David Guas, Chef/Owner, Bayou Bakery, Coffee Bar & Eatery [Arlington, VA]

This recipe is built for “Joan” the 12-inch Butter Pat Industries Cast Iron Pan

Topping Ingredients

8 ounces                                  Light Brown Sugar

1.5 tablespoons                       All-Purpose Flour

1.5 teaspoons                          Kosher salt

1.5 ounces                               Butter, cold, cubed

4 ounces                                  Pecan Pieces, lightly toasted, cooled

Procedure

Set your oven for 350 degrees Fahrenheit.  Using room temperature butter, 2 to 3 tablespoons, brush the inside of a 12-inch cast iron pan and reserve.

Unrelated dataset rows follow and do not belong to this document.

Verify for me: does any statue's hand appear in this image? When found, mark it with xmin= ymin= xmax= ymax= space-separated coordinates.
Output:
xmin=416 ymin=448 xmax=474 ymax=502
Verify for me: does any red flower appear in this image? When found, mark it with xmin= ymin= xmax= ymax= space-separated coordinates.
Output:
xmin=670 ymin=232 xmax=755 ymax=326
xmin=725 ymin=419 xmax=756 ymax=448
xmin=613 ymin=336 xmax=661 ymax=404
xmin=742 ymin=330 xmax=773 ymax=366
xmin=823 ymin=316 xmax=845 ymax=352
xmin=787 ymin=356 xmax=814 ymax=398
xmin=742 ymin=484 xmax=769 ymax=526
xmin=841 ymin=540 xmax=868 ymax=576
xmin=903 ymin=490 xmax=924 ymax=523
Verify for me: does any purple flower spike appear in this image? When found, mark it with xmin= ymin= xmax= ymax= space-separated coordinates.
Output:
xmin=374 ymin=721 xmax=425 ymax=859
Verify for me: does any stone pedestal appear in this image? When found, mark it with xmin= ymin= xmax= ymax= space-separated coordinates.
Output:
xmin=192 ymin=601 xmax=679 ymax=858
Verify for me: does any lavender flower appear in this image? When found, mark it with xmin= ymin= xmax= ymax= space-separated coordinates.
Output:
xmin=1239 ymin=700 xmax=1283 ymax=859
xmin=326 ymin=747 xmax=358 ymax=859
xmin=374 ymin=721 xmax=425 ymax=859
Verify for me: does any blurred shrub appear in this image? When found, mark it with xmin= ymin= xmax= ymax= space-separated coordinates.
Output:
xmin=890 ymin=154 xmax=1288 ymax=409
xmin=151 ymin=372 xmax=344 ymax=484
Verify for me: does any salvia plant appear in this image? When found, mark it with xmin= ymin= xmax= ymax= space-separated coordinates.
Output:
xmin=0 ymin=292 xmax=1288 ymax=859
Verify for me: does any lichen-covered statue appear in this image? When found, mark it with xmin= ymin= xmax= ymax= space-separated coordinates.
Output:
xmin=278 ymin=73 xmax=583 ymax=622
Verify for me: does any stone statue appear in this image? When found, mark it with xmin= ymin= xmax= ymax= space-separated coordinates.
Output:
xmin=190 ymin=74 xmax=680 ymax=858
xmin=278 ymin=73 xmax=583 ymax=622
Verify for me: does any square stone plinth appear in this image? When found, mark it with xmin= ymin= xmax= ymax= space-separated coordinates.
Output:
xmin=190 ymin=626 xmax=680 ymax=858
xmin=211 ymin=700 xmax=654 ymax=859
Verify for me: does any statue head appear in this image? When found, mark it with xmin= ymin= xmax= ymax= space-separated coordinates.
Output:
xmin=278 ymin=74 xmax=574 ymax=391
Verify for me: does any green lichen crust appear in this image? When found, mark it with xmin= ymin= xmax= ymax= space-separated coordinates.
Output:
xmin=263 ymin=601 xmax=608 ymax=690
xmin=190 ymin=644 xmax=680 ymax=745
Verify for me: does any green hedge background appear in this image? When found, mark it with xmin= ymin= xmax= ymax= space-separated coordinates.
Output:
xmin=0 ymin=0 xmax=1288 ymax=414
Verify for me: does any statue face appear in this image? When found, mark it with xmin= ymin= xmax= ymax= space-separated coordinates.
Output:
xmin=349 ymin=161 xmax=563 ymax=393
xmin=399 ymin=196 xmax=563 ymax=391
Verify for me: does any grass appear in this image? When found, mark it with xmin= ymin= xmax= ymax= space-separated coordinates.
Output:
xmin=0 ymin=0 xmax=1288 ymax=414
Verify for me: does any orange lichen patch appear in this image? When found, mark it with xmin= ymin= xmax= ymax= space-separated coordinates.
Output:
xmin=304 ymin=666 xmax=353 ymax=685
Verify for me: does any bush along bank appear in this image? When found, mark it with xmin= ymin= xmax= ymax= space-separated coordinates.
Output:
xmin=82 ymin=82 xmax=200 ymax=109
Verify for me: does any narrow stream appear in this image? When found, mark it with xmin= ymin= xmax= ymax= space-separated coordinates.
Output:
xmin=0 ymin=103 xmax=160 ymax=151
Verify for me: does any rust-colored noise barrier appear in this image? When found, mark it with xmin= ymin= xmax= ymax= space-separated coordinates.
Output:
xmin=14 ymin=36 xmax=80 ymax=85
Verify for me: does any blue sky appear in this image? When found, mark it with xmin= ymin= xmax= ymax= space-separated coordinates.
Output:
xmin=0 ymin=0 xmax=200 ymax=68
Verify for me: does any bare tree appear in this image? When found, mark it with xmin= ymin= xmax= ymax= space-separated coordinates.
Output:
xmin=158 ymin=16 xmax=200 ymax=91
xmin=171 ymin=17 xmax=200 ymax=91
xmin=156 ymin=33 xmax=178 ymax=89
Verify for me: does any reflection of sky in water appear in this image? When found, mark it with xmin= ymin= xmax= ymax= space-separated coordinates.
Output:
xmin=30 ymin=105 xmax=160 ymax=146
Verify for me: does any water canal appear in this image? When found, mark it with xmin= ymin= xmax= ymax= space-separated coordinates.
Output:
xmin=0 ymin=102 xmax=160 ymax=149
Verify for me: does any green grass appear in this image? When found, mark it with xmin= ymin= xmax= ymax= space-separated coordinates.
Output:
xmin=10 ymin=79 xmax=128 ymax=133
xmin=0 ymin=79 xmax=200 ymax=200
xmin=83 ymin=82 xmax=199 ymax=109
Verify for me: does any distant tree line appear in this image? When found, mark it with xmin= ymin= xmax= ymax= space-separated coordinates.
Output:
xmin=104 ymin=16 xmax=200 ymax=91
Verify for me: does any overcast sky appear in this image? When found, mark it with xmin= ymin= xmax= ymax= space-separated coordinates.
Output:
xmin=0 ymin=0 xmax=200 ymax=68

With a food processor, combine the sugar, flour, salt, and cooled pecans, and pulse a few times. Then add the cold cubed butter. Pulse until the mix is coarse, but not too lumpy. Transfer into a bowl and reserve in refrigerator until ready to bake. 

Filling Ingredients

1.5 pounds                              Branburn or Honeycrisp Apples, peeled, cored, sliced 1/8-inch thick

1.5 pounds                              Bartlett Pears, fairly firm, peeled, cored, sliced 1/8-inch thick

2 tablespoons                          Lemon Juice, fresh

.25 cups                                   Light brown sugar

1 teaspoon                               Cinnamon, ground

1 teaspoon                               Nutmeg, freshly grated

3 tablespoons                          Honey, Wildflower or tupelo

2 tablespoons                          Barrel Aged Corn Liquor - Bourbon  

1.5 tablespoons                       Tapioca Flour or Cornstarch

Procedure

In a large mixing bowl, combine the apples and pears and all other remaining ingredients and gently toss together until everything is evenly mixed. Transfer the mixture into buttered cast iron pan. Sprinkle the chilled reserved topping over the fruit mixture. Bake the pan in the center of your oven for approximately an hour. The fruit should be bubbling and the crumble should be nicely browned. Remove the crisp from the oven and allow to cool for 20-30 minutes before serving.